Last updated on April 14th, 2021 at 02:44 am
If you heard any of the interviews I did for Tales from the 2.9, you’ll know there’s one word that comes to mind when I think of my fellow Black Canadians—
It’s rare that anything worthwhile happens overnight. In an age where overnight successes come and go daily, we rarely see the years of grind needed to get people there.
People clown on Drake all the time for his quasi-anthem “Started from the Bottom”, but that title’s all too real for so many Black folk, and we’ve culturally learned that we’ll need to work twice as hard to get half as far.

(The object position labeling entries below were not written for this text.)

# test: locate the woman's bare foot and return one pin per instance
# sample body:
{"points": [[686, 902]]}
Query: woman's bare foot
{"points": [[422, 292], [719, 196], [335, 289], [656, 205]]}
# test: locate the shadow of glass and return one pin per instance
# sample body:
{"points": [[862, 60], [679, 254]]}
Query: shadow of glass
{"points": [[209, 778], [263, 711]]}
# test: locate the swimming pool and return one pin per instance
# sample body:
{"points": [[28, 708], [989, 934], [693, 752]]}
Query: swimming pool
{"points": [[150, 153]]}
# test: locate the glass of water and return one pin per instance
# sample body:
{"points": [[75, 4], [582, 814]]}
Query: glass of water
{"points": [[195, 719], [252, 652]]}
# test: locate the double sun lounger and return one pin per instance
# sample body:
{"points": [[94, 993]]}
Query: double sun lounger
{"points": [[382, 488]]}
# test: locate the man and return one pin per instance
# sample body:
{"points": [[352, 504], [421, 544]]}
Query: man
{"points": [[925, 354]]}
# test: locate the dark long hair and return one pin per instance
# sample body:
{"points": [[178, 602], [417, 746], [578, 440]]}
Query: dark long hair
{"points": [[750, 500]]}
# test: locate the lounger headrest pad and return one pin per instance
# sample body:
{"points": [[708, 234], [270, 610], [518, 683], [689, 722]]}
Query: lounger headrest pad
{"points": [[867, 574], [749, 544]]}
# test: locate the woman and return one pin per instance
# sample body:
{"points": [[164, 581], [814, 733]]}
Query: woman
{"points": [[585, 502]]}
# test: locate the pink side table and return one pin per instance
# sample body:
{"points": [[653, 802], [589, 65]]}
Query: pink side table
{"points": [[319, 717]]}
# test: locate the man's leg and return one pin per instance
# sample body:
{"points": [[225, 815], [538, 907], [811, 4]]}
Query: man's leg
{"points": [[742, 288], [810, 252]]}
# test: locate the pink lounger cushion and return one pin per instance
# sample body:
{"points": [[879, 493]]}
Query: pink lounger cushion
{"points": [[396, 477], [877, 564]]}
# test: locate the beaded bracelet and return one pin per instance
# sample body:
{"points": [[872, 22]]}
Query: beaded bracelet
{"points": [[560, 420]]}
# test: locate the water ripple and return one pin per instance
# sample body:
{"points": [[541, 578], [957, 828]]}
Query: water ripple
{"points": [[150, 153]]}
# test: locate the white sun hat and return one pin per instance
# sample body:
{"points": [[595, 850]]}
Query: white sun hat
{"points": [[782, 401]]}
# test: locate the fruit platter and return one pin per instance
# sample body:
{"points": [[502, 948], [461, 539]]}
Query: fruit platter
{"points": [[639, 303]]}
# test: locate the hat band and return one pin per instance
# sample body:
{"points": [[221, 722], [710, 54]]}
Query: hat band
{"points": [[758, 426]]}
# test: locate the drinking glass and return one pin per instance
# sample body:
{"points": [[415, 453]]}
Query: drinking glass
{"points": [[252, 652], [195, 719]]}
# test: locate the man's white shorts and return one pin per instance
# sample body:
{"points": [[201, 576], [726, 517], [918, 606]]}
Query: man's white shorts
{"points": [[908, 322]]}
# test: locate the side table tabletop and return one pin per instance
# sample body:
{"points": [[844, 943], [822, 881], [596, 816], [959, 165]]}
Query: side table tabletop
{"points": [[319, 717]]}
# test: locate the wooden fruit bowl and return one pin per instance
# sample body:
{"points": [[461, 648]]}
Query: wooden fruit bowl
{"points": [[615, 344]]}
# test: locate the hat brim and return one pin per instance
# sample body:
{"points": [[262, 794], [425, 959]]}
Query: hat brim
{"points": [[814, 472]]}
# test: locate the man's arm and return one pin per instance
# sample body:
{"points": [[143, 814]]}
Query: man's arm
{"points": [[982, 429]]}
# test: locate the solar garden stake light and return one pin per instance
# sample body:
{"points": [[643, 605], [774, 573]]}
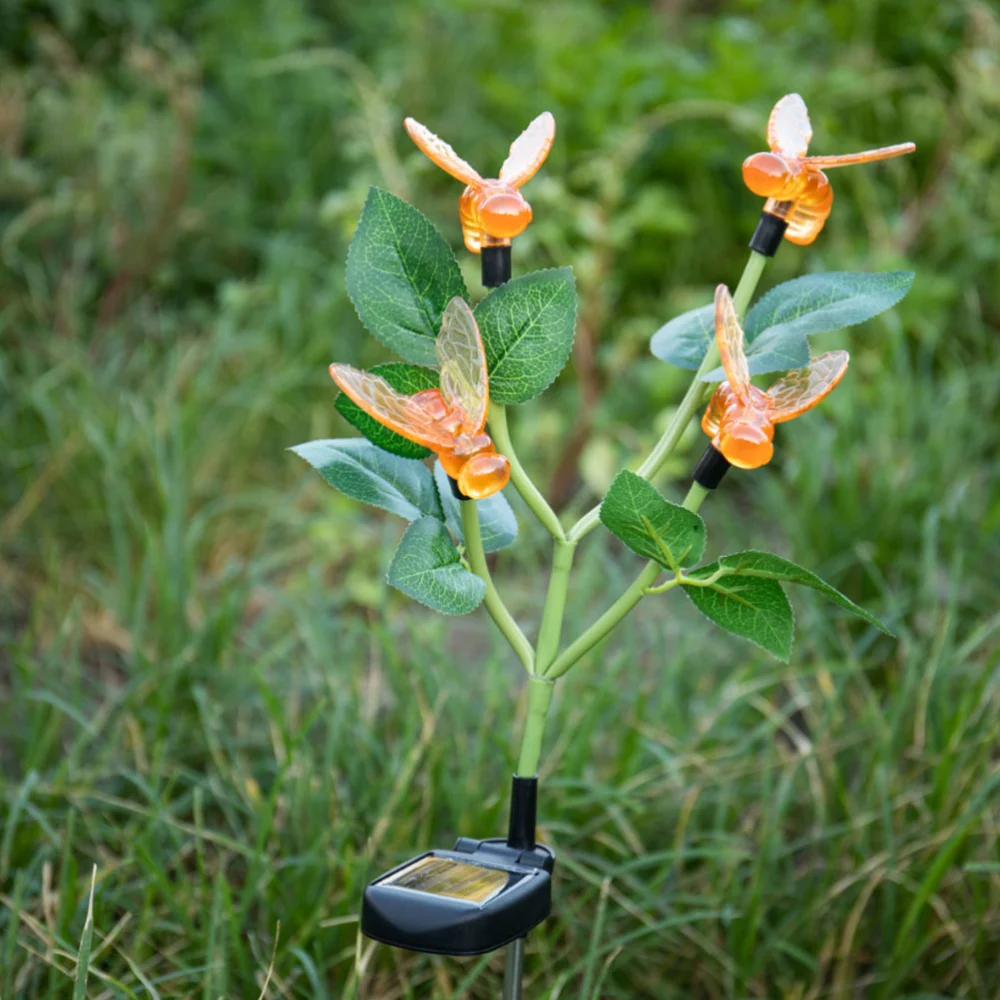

But when those efforts start bearing fruit and you can finally see what it was all for, you don’t give that success up for anything.
It’s this narrative that comes to mind when I read Makini Smith’s contribution, seeing just what she’s overcome to become the international phenom she is today. People take pity on teen Moms. They downplay how hard it is to be a housewife. But Makini doesn’t want your pity, nor should she ever be underestimated—it’s clear from her brand and her accomplishments that she’s taken her life into her hands through hustle and through faith, and if that isn’t the utter embodiment of the Black Canadian Experience, I don’t know what is.
Check out Makini Smith’s post below. I promise—it’s a good one!
What does being Black Canadian mean to you?
Being a Black Canadian to me means multiple things. The question is a little difficult for me to answer one way. I travel internationally and can give a response based on how we are treated elsewhere vs how I view things living here. Having spent much time traveling to the United States my entire life I’m grateful my parents chose to migrate to Canada. Being Black Canadian is something I am proud of. I use that as a tool when I travel to other parts of the world. Others greet me with hugs and smiles. I’m treated with much respect. Canadians have a good reputation in other countries. When I am home here in Canada I can appreciate the diversity of cultural backgrounds but also feel extremely limited for success. We are a minority being Black in North America as it is but Black successful Canadians are an even smaller number.